During this time, she worked as a lecturer in Medieval History at the Catholic University of Nijmegen and as a lecturer in Medieval History and Cultural Anthropology at the School for Arts and Literature in The Hague.

She was appointed Professor in Medieval History at Utrecht University in 1987, one year after receiving her doctorate. She continued in this role until her retirement in 2016. In this time she was also a visiting fellow at Trinity College, Cambridge, and at the Princeton Institute for Advanced Study.

She has served as Principal investigator for national and international research projects including Texts and Identities in the Early Middle Ages, Cultural Memory, and the Resources of the Past, 400-1000 and Charlemagne’s Backyard? Rural society in the Netherlands in the Carolingian Age. An archaeological perspective.

Upon her retirement, De Jong became Professor Emerita of Medieval History at Utrecht University.

== Honours and awards ==
In 1985, 1993 and 2005 De Jong was a fellow at the Netherlands Institute for Advanced Study.

In 1999 she became a Corresponding member of the Royal Historical Society.

In 2015 she was invited to give the third annual Early Medieval Europe lecture at the International Medieval Congress in Leeds.

In 2015 she received the Humboldt Prize and spent a corresponding semester at the Friedrich Meinecke Institut of the Free University of Berlin.

In 2016 a Festschrift was published in honour of de Jong: Religious Franks: Religion and Power in the Frankish Kingdoms: Studies in Honour of Mayke de Jong.

In 2022 De Jong became a Corresponding Fellow of the British Academy.
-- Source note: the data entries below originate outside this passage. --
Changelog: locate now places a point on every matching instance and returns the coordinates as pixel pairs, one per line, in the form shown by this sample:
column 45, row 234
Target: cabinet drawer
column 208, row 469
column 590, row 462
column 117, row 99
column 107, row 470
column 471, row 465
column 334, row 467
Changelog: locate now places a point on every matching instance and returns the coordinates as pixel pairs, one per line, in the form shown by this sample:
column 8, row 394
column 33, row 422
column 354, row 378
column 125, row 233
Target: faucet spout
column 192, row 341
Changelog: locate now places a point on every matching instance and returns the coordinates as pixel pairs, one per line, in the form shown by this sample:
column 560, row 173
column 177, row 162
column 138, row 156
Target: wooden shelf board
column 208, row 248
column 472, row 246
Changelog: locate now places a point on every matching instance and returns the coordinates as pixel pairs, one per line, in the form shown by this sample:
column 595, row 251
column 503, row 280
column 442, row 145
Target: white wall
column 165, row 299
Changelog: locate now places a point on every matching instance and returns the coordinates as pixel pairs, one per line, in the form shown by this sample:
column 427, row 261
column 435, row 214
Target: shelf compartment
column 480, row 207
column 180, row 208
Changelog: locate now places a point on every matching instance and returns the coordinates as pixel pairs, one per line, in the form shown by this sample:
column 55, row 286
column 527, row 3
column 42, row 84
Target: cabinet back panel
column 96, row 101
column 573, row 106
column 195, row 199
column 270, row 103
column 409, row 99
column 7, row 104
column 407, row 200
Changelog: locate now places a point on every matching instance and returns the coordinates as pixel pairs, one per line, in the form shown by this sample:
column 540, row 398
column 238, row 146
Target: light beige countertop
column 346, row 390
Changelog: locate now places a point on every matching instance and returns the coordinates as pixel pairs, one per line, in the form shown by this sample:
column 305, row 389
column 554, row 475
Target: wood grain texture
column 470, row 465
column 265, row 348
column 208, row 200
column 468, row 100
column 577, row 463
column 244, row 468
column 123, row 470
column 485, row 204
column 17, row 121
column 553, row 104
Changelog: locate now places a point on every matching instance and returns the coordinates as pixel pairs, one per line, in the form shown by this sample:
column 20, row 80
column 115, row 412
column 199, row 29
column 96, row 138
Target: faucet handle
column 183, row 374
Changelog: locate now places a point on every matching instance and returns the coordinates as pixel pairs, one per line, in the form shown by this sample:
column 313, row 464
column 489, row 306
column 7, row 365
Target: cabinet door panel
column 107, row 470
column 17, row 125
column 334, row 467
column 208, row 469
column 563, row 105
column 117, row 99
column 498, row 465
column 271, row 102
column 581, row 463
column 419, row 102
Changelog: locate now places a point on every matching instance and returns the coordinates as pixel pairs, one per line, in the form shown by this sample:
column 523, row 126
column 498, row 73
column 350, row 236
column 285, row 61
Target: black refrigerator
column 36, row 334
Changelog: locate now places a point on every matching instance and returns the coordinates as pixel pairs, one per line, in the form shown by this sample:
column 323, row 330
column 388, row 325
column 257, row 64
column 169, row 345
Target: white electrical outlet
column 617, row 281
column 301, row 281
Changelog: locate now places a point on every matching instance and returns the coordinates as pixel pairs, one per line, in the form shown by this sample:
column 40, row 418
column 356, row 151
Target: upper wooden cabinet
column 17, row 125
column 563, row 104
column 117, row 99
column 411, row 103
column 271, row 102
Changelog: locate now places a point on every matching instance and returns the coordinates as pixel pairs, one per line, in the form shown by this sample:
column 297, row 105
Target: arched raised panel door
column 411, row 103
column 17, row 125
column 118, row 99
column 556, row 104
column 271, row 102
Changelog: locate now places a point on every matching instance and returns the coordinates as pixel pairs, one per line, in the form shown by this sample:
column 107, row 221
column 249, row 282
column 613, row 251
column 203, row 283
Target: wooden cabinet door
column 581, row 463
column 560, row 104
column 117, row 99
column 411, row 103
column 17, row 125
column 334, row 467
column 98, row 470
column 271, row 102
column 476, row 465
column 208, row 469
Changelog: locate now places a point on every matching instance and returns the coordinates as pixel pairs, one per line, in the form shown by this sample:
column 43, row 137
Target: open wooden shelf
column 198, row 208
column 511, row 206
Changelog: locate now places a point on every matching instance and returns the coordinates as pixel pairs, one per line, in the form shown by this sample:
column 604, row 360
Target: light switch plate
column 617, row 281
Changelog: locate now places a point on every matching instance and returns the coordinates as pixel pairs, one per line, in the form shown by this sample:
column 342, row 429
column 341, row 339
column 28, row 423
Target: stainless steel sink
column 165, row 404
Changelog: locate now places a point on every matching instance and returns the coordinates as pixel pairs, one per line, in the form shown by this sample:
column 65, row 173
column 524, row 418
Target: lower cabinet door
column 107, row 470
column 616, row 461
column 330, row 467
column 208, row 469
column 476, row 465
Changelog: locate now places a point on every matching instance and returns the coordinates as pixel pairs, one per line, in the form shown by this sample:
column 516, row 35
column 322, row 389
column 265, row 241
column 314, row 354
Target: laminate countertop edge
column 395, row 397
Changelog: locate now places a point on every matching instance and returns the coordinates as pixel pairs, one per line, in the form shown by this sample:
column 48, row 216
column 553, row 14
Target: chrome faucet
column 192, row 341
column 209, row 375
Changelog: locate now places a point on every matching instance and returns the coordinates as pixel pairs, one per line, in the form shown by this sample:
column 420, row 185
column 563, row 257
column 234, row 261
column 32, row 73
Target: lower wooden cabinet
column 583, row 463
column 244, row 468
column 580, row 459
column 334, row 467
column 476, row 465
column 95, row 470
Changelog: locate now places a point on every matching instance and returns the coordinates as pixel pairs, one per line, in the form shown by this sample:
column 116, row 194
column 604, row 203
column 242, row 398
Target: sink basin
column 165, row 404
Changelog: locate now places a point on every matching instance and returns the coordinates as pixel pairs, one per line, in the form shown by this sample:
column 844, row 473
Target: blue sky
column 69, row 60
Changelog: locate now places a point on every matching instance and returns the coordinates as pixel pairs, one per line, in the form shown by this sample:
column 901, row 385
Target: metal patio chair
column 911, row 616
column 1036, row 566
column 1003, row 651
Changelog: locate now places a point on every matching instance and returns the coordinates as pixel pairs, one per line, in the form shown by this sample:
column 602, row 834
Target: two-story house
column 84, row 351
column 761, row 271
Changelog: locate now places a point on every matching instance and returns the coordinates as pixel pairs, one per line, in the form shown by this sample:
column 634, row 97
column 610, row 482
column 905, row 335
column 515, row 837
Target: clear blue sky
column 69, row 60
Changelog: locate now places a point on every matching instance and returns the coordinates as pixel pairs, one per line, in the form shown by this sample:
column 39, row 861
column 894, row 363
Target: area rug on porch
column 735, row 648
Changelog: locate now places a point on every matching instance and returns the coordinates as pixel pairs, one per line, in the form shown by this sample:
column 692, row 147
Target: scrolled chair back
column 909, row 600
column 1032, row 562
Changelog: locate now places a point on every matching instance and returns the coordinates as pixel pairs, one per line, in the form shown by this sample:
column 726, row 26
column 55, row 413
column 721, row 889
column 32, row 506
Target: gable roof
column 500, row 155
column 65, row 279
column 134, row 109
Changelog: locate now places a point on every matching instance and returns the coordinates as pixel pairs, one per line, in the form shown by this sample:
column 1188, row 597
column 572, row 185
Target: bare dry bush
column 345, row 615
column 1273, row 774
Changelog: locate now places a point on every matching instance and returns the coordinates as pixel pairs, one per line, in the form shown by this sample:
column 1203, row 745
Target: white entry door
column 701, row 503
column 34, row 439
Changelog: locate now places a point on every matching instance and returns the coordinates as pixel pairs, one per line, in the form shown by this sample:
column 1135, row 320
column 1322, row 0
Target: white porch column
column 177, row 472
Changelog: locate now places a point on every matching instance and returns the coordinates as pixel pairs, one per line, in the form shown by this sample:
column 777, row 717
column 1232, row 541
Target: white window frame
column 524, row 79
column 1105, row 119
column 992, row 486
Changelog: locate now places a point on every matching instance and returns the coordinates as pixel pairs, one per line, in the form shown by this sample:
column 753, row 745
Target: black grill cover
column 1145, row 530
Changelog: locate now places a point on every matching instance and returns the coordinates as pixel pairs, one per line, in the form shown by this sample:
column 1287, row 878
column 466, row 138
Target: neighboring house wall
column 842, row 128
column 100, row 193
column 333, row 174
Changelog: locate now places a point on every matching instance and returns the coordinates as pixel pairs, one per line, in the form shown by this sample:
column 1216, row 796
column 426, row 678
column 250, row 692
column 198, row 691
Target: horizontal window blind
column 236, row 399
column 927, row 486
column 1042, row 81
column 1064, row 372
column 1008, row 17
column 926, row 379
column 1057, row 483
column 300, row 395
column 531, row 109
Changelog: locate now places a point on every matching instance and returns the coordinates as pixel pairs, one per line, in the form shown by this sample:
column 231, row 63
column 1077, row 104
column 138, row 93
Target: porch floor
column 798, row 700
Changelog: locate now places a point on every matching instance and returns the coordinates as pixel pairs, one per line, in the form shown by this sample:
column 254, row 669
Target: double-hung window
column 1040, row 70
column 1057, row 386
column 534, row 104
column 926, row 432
== Selected publications ==
- Confronting Crisis in the Carolingian Empire. Paschasius Radbertus' Funeral Oration for Wala of Corbie. Translated and annotated by Mayke de Jong and Justin Lake (Manchester: Manchester University Press, 2020). ISBN 978-1-5261-3484-4.
- Epitaph for an Era: Politics and Rhetoric in the Carolingian World (Cambridge: Cambridge University Press, 2019; paperback edition, 2020). ISBN 978-1-108-81388-4.
- The Penitential State. Authority and Atonement in the Age of Louis the Pious, 814–840. Cambridge University Press, Cambridge 2009, ISBN 978-0-521-88152-4.
- Het vreemde verleden: over vroege middeleeuwen, religie, en hedendaagse vragen (Utrecht : Universiteit Utrecht, Faculteit Geesteswetenschappen, Letteren, 2006)
- Topographies of Power in the Early Middle Ages, edited by Mayke de Jong, Frans Theuws and Carine van Rhijn, Transformation of the Roman World, 6 (Leiden: Brill, 2001)
- Medieval Transformations: Texts, Power and Gifts in Context, edited by Mayke de Jong and Esther Cohen (Leiden: Brill, 2001)
- Rondom Gregorius van Tours, edited by Mayke de Jong, Els Rose, Festschrift for Giselle de Nie (Utrecht: Vakgroep Geschiedenis der Universiteit Utrecht, 2001)
- In Samuel's image. Child oblation in the early medieval West (= Brill's studies in intellectual history. Bd. 12). Brill, Leiden u. a. 1996, ISBN 90-04-10483-6.
- "Sacrum palatium et ecclesia. L'autorité religieuse royale sous les Carolingiens (790-840)" in Annales. Histoires, sciences sociales, no. 6, 2003, pp. 1243-1269.